The many successes of AF2 suggest that it may also be able to predict subtle-yet-important protein properties previously revealed only through sophisticated techniques. These properties include conformational ensembles and functionally important alternative conformations (5). Consistent and accurate predictions of these properties would suggest that AF2 may do more than simply associate protein sequence with structure through sophisticated pattern recognition (6). Rather, it may leverage learned folding physics to accurately approximate folded protein energy landscapes (7). These landscapes are defined by the diversity and frequency of protein conformations in the folded state. Supporting this possibility, AlphaFold2 has successfully predicted alternatively folded states in over a dozen cases (5, 8).

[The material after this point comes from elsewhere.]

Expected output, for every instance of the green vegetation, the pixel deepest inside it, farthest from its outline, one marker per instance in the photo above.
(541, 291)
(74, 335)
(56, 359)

Yet despite AF2’s impressive accuracy and broad success, several uncertainties remain about how much it has learned about protein energy landscapes, particularly its ability to predict alternative protein conformations. These uncertainties relate to the two major tasks on which protein structure prediction relies: adequate sampling and accurate scoring. First, sampling refers to AF2’s ability to generate distinct experimentally consistent conformations of the same protein. As a deep learning algorithm, AF2 relies on a large training set of hundreds of thousands of solved and predicted structures, their amino acid sequences, and multiple sequence alignments (MSAs) containing the evolutionary information used to infer structure (1). Compared to this large training set, the number of experimentally determined alternative protein conformations is small (9). Furthermore, AF2’s ability to sample alternative conformations has been tested on only a handful of examples (5, 8). Thus, it is unknown how well AF2 would accurately sample experimentally consistent alternative protein conformations more broadly (9). Second, scoring refers to AF2’s ability to distinguish between good and poor predictions. Currently, AF2 assigns good and poor scores to its predictions of single protein conformations very reliably (7). To our knowledge, however, no studies have systematically assessed how accurately it scores alternative protein conformations.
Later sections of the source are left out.